Dave Wintersgill

Personal information
- Full name: David Wintersgill
- Date of birth: 19 September 1965 (age 60)
- Place of birth: Northallerton, England
- Height: 5 ft 11 in (1.80 m)
- Position: Midfielder

Youth career
- Wolverhampton Wanderers

Senior career*
- Years: Team / Apps / (Gls)
- 1982–1984: Wolverhampton Wanderers / 4 / (0)
- 1984: → Chester City (loan) / 5 / (0)
- 1984: Wimbledon / 0 / (0)
- Bradford City / 0 / (0)
- 1985: Gresley Rovers
- 1985: TP-Seinäjoki /  / (21)
- 1985: Scarborough / 14
- 1985–1986: Malvern Town
- 1986: TP-Seinäjoki / 20 / (15)
- 1986–1987: Darlington / 17 / (1)
- 1987: TP-Seinäjoki / 12 / (6)
- 1987–1989: Bishop Auckland
- 1989–1990: Colne Dynamoes
- 199?–19??: Guisborough Town

= Dave Wintersgill =

English footballer

David Wintersgill (born 19 September 1965) is an English former footballer who played as a midfielder in the Football League for Wolverhampton Wanderers, Chester City and Darlington.

He was also on the books of Wimbledon and Bradford City without playing League football for either.

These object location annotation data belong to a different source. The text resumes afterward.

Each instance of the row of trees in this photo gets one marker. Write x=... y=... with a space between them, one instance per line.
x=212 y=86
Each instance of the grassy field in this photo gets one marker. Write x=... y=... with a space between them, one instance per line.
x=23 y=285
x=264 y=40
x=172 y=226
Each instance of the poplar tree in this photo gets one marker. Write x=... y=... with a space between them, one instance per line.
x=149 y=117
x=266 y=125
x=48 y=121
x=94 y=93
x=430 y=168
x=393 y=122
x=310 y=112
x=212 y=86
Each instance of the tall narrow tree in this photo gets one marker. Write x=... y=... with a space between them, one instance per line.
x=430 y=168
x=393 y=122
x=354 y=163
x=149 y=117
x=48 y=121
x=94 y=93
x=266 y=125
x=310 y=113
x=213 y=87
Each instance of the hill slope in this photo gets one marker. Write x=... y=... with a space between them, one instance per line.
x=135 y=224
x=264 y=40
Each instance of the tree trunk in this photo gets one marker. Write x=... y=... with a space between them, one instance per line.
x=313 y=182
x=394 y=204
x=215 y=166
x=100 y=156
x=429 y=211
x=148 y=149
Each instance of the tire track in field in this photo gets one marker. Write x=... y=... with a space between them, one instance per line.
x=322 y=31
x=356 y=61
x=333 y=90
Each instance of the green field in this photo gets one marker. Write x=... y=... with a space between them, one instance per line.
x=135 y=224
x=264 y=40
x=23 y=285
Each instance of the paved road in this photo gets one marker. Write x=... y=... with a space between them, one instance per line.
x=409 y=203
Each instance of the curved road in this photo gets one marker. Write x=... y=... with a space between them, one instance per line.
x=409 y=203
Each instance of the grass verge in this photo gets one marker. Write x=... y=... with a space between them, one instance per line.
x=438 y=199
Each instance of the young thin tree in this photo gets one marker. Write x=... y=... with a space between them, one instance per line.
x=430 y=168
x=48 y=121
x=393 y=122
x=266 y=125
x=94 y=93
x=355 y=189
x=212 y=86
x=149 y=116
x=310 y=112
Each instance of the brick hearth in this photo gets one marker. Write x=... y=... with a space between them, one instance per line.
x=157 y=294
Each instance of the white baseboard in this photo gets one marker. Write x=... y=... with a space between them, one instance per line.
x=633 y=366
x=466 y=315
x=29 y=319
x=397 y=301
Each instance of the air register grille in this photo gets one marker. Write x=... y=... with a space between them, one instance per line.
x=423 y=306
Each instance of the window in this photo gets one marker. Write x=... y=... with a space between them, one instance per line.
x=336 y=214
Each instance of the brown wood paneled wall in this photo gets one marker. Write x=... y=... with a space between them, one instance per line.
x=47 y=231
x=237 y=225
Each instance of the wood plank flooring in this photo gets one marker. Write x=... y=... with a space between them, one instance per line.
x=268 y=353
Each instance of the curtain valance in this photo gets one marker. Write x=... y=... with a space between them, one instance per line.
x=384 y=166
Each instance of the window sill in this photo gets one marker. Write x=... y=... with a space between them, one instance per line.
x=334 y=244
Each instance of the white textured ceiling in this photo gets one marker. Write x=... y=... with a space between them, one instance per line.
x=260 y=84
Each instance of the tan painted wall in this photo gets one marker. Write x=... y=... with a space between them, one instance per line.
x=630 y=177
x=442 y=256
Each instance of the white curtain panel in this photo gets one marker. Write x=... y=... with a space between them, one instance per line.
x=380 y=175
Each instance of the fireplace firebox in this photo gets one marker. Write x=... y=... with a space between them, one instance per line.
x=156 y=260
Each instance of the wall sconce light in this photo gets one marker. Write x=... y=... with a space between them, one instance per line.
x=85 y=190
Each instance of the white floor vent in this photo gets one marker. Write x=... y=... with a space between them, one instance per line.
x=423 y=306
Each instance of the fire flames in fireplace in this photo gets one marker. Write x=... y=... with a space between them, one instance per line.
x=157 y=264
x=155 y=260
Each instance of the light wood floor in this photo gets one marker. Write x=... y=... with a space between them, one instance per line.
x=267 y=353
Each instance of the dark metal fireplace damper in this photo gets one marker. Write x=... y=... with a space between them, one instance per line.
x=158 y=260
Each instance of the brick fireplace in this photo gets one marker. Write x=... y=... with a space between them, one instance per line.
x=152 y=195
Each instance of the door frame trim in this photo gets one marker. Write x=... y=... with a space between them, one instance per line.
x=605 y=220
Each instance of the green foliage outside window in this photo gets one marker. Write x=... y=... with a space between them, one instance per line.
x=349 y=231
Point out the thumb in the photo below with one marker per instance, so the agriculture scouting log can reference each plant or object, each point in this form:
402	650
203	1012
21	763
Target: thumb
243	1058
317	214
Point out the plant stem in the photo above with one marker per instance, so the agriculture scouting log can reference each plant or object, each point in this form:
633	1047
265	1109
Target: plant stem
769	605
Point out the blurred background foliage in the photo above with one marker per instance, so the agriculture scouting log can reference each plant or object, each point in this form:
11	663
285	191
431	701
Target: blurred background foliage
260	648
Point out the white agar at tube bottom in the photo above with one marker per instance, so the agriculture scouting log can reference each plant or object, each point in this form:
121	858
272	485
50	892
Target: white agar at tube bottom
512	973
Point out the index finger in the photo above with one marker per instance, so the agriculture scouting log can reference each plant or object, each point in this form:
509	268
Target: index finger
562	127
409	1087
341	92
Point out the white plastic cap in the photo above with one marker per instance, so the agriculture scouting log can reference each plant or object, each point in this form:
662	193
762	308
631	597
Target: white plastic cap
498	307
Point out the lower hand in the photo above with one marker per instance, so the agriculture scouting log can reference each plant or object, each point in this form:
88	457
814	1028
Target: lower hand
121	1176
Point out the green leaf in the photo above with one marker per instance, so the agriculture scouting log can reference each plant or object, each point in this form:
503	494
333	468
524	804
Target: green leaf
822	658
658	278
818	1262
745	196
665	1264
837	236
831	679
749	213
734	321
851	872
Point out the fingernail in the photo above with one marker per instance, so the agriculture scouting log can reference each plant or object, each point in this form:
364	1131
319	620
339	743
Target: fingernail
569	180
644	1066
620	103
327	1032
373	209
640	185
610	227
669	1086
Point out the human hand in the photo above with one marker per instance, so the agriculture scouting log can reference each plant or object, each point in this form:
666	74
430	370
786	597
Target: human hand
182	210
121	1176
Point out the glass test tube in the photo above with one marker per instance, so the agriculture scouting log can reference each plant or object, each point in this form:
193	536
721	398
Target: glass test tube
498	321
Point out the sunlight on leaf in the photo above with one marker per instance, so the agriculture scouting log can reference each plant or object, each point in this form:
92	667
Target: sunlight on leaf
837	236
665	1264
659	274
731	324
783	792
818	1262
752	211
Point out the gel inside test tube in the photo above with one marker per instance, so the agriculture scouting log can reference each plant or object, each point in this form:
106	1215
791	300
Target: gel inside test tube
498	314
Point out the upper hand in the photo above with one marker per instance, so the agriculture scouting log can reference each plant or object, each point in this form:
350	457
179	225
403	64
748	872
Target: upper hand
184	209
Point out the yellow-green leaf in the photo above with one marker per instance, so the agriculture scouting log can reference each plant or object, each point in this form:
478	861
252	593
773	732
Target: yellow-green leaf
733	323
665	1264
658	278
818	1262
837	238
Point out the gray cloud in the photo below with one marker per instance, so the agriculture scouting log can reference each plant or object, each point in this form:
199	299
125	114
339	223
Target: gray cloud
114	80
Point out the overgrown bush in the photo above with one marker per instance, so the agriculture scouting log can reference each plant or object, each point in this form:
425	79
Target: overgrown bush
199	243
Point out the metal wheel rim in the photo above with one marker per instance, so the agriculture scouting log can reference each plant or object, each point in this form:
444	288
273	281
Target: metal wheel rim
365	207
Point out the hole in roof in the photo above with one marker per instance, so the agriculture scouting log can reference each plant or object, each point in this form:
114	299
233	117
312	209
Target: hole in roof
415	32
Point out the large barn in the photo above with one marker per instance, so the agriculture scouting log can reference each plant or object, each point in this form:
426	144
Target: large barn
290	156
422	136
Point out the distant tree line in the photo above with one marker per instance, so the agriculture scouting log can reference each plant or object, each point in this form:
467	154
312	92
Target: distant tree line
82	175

He spent three seasons playing for TP-Seinäjoki in the lower divisions of Finnish football, and played non-league football in England for Gresley Rovers, Scarborough, Malvern Town, Bishop Auckland, Colne Dynamoes, and Guisborough Town.

After finishing with full-time football, he began what became a long career in the prison service.